Localytics allows customers to export data through a dedicated AWS S3 bucket. Upon customer request, Localytics will write a time-stamped blob of application session and event data to the S3 bucket.
The default workflow for this feature is to write raw log data to a dedicated S3 bucket in the Localytics AWS account, and allow customer exports from this bucket through bucket policy. We’ll retain the data in this S3 bucket indefinitely as long as you’re a customer, deleting the data 90 days after contract termination.
The data written to the S3 raw logs includes all event, and session data with identifiers including:
This data, depending upon your configuration and/or privacy requirements, may be considered personal data. In scenarios where this data is considered personal data, and must have Right-to-be-Forgotten requests propagated through this S3 raw logs, Localytics recommends migrating the raw logs out of our S3 environment, and into a customer-controlled AWS account.
This is the recommended approach since S3—as a Write Once, Read Many (WORM) storage solution—does not provide a practical method to surgically delete a specific individual’s data. Moving to customer-managed AWS S3 buckets allows our customers to manage appropriate handling of data in accordance with their existing data management and retention policies.

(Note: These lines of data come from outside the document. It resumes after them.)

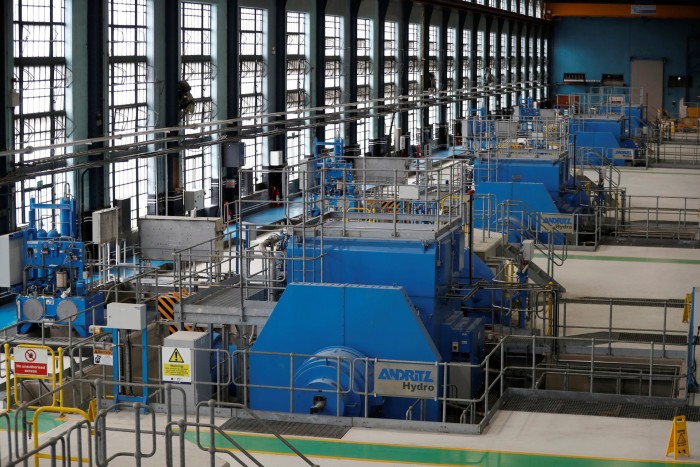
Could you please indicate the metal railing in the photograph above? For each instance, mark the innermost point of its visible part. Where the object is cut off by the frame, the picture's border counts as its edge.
(518, 218)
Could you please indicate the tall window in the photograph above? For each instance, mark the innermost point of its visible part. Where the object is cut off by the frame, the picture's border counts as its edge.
(545, 67)
(391, 75)
(364, 75)
(481, 61)
(414, 71)
(523, 63)
(503, 61)
(467, 60)
(451, 74)
(40, 78)
(252, 85)
(297, 68)
(128, 109)
(490, 77)
(333, 52)
(514, 61)
(433, 74)
(196, 42)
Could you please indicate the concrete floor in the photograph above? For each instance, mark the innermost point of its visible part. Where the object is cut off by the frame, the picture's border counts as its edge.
(517, 438)
(512, 439)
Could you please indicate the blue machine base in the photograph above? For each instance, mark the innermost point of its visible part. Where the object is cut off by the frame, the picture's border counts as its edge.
(80, 323)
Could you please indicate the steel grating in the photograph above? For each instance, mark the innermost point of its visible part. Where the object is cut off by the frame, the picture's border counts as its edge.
(520, 403)
(286, 428)
(671, 339)
(640, 302)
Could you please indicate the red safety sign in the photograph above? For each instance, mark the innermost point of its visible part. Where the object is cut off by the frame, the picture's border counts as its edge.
(31, 361)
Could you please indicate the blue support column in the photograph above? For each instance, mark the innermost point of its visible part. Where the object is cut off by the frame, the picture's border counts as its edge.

To migrate, customers should reach out to Localytics Support to begin the process. At a high-level the process is:
- Customer creates a dedicated S3 bucket for Localytics raw logs.
- Customer will create a bucket policy allowing Localytics AWS account to write to their new bucket.
- Once the new bucket is provisioned, and the policies created, Localytics will begin writing data to this bucket.
- Any data written to Localytics-managed S3 buckets prior to migration should be exported, and scheduled for deletion.
- Customers that require encryption at rest can set up KMS and keys in their AWS account to add additional layers of security and data safeguards.